WIC Recipients Should Have Access to Organic
It is a truth of modern day grocery shopping that a bag of apples costs more than a bag of chips. Unfortunately, the cost disparity between healthy and unhealthy foods is a driving force behind what goes into shopping carts – a sad reality for millions of Americans who struggle to afford healthy food.
National Cooperative Grocers Association (NCGA), representing 114 natural food co-ops, believes all people deserve access to and education about healthy and nutritious foods. We applaud the Women, Infants, Children Program (WIC) for its dedication to this same mission. However, we believe the federal government should follow Senator Blanche Lincoln’s example and move forward quickly with WIC, as well as allow for the purchase of healthy organic and natural foods under the WIC program.
WIC provides assistance to low-income pregnant, breastfeeding, and non-breastfeeding postpartum women, and to infants and children up to age five who are found to be at nutritional risk.
Food co-ops have long been leaders in providing healthy, natural and organic food to the communities in which they operate. Concern for community is one of the principles on which co-ops are based and is something NCGA co-ops take seriously in the food they stock in their stores and in their extensive outreach, education and giving programs. Yet, because of state and federal government restrictions, co-ops are limited in our basic ability to serve WIC grocery shoppers.
WIC provides federal grants to states allowing the distribution of supplemental foods, health care referrals and nutrition education.
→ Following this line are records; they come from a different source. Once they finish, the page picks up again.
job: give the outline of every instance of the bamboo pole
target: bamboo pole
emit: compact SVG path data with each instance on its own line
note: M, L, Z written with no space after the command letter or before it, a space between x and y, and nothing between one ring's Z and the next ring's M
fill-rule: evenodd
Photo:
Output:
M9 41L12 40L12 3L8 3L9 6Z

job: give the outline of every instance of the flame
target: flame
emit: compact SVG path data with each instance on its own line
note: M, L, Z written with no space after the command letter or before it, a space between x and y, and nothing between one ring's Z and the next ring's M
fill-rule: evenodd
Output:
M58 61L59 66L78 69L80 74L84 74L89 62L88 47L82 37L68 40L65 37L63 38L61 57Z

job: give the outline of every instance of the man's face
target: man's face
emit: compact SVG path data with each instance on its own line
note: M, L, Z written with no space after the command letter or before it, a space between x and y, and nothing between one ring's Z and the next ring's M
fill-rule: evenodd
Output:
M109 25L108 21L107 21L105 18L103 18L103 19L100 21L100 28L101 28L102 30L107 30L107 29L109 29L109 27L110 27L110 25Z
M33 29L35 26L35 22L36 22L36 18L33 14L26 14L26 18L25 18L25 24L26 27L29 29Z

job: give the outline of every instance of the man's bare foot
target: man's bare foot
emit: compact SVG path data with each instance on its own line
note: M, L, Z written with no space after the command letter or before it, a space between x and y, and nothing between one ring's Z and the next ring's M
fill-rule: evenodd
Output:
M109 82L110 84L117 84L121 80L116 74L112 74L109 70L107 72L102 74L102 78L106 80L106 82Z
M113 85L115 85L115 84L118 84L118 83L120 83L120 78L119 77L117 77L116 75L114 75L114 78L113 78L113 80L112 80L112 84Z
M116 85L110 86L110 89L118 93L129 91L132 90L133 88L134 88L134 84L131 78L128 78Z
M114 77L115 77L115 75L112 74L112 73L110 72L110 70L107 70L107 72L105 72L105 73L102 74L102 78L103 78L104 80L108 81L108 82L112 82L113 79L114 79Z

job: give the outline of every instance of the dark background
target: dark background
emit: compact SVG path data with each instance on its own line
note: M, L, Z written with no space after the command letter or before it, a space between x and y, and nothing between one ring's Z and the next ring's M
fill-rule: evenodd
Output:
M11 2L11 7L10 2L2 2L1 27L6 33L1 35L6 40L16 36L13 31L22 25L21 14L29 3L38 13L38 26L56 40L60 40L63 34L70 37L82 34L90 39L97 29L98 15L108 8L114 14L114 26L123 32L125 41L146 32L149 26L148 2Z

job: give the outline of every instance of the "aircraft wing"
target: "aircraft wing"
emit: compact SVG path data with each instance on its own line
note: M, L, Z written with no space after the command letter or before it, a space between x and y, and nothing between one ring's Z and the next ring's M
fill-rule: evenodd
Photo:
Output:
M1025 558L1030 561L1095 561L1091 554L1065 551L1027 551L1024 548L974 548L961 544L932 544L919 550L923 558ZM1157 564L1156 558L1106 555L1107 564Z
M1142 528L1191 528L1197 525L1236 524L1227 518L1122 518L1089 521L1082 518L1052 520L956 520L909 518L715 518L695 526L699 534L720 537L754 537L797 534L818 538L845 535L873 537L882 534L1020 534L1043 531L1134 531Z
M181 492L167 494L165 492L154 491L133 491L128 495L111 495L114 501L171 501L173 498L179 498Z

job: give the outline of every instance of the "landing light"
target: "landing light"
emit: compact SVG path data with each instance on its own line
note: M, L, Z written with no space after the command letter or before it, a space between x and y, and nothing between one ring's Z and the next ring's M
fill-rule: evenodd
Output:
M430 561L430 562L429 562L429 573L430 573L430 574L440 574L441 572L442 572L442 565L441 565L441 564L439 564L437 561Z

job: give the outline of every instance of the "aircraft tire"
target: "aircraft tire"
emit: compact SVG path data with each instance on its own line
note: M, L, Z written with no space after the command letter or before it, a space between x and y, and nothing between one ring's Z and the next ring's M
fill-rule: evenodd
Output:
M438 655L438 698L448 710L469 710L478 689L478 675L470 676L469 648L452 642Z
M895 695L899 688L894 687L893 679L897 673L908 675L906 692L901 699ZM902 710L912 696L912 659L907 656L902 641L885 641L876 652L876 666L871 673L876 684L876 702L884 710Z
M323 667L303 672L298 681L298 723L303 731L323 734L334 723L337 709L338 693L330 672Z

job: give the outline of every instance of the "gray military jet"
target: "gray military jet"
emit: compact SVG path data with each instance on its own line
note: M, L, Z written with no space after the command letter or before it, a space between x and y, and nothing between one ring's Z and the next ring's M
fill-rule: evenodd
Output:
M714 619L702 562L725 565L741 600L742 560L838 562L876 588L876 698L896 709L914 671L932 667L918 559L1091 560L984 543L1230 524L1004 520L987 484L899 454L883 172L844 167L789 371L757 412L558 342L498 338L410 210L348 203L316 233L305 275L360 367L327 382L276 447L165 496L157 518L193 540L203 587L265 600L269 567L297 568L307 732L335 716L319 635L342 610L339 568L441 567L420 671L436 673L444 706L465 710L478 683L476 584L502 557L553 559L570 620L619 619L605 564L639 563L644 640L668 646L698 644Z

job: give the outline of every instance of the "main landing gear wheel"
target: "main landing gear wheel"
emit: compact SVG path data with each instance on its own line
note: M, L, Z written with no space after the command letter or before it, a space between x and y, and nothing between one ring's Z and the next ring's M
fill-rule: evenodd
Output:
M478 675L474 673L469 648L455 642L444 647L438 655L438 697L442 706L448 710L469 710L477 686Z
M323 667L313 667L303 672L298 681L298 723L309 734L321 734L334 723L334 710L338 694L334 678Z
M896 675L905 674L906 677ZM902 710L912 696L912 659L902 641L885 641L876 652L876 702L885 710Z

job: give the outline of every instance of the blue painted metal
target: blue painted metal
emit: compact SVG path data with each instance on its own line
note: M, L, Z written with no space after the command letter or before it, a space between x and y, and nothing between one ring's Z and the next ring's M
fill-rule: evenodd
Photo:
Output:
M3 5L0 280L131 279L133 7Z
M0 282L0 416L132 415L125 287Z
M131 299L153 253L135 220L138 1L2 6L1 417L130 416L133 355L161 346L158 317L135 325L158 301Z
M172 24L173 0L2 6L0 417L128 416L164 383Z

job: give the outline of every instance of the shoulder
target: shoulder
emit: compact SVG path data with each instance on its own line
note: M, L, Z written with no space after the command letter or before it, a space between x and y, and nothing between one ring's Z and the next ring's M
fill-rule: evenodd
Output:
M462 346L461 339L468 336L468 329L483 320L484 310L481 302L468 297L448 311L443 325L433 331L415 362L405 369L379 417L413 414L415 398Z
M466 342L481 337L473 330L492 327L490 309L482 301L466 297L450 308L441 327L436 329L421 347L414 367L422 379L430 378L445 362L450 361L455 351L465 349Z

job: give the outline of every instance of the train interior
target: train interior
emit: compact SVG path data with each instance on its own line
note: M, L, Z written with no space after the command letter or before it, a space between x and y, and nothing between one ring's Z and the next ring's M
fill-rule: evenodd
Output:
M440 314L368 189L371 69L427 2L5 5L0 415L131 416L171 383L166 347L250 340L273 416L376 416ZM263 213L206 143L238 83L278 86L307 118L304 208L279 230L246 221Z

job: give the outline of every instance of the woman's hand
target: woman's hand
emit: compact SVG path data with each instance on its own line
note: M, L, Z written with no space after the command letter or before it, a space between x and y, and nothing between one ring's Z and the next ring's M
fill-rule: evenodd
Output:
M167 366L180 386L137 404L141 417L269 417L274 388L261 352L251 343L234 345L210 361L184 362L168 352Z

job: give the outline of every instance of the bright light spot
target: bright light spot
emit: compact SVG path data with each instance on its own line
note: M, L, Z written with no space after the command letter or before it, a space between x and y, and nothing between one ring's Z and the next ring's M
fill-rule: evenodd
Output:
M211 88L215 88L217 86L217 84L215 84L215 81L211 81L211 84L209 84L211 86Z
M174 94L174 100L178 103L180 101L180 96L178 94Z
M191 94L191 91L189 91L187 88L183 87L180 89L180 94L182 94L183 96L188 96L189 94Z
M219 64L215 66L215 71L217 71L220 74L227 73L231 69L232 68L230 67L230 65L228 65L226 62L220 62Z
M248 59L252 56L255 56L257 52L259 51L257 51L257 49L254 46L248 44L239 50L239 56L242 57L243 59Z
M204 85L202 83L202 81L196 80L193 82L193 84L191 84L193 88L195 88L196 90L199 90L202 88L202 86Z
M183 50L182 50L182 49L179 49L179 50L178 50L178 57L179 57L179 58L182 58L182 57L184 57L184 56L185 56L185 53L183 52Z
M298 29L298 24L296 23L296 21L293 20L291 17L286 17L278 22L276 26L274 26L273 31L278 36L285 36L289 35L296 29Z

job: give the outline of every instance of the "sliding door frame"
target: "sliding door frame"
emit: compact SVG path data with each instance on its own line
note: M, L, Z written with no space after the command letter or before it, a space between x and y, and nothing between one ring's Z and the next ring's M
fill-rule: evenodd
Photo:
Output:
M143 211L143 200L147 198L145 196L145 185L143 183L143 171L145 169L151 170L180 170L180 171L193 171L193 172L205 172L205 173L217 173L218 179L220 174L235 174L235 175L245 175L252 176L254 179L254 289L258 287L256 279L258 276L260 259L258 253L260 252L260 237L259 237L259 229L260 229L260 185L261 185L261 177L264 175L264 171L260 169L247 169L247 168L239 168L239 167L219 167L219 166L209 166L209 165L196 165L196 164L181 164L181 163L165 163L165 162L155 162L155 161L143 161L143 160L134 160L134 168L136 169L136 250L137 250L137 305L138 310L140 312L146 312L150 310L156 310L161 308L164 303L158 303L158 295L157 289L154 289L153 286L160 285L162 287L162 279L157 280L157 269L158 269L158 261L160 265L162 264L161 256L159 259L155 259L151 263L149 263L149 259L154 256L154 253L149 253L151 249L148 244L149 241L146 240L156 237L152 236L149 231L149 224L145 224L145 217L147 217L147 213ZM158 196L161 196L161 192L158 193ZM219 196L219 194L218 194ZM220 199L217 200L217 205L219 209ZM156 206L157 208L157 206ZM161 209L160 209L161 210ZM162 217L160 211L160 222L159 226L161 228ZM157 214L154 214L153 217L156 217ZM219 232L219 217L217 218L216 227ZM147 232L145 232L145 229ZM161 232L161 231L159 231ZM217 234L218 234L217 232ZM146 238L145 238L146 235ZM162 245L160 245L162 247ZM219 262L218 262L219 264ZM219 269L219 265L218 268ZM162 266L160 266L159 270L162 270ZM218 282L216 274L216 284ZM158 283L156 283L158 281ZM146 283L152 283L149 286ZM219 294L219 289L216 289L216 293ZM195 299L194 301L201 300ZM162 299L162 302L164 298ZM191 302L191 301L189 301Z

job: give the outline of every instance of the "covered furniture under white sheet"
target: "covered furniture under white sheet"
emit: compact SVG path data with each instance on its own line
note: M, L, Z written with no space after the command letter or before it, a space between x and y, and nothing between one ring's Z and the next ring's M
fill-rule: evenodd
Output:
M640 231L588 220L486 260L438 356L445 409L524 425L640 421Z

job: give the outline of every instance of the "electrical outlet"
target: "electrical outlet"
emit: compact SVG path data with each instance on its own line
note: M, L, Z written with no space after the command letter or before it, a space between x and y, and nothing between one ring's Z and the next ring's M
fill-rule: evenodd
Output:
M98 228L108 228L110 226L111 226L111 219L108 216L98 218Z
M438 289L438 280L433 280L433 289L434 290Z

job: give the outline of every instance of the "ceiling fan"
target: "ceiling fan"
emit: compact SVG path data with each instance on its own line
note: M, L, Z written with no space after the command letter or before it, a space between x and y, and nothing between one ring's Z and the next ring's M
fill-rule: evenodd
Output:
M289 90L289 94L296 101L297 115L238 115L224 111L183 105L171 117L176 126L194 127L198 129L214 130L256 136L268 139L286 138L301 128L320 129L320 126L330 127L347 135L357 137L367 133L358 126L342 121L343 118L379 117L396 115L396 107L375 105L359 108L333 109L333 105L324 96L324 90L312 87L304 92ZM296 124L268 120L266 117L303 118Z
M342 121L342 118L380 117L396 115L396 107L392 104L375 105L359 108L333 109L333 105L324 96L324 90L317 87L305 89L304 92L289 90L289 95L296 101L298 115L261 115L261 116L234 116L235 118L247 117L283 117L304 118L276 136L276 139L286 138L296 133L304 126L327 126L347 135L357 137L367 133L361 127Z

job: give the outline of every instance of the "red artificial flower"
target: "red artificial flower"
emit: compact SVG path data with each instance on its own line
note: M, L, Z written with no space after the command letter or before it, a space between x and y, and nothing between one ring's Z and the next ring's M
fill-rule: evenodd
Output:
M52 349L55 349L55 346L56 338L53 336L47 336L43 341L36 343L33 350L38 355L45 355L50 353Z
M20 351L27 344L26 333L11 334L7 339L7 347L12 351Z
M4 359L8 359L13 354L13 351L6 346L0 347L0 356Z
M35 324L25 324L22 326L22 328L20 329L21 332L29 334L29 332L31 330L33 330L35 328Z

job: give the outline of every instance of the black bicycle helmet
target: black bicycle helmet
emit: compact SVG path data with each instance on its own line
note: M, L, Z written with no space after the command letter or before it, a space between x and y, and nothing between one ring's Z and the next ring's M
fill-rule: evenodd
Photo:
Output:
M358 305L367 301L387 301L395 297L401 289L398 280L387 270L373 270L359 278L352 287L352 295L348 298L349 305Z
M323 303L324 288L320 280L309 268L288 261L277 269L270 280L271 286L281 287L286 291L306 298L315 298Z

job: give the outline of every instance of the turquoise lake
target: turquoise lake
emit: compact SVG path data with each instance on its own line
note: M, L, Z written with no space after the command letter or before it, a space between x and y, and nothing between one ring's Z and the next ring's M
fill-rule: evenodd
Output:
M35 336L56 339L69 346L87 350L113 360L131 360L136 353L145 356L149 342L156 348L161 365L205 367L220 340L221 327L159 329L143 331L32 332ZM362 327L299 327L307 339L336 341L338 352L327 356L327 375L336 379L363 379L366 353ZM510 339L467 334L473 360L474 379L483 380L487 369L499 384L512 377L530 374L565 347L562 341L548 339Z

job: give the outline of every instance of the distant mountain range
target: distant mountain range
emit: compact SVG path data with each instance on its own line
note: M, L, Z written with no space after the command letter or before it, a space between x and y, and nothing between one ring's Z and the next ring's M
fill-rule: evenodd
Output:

Currently, each state creates approved lists of foods, typically determined by brand name, that meet predetermined nutritional, pricing and quality criteria. However, many states include explicit prohibitions on access to organic foods within the WIC approved food list used to guide WIC recipients in their food purchases.
States often suggest cost keeps organic off the WIC list. Organic food is free of herbicides and pesticides and synthetic hormones, and is certified as such by the USDA. Farmers and food providers produce it with environmental sustainability in mind, hence the slightly higher prices. Nevertheless, many nursing and health and environmentally conscious moms want that healthier option for their children – and many co-ops and other organic food retailers are willing to discuss price accommodations with WIC customers, if state governments provided that flexibility.
The U.S. Senate has unanimously passed the bill, but the House must act now before the existing law expires on Thurs, September 30. We must give WIC recipients equal access to healthy foods. The opportunity exists within the pending reauthorization of the Child Nutrition Act – which appropriates WIC’s funds – to make it so.
On Aug. 6, shortly after Senate bill sponsor Sen. Lincoln asked the Senate “Is it too much to ask” Congress to act on the Senate version of Child Nutrition Reauthorization before taking a long August recess, the body obliged in passing with a Unanimous Consent measure. The stalled House version – while similar in ambition and with innovative farm to school language – does not mention organics in WIC.
That puts the issue back into consumer hands. Citizens still can write or call their representatives to ask that the Child Nutrition Reauthorization bill urge the inclusion of organics within the WIC program.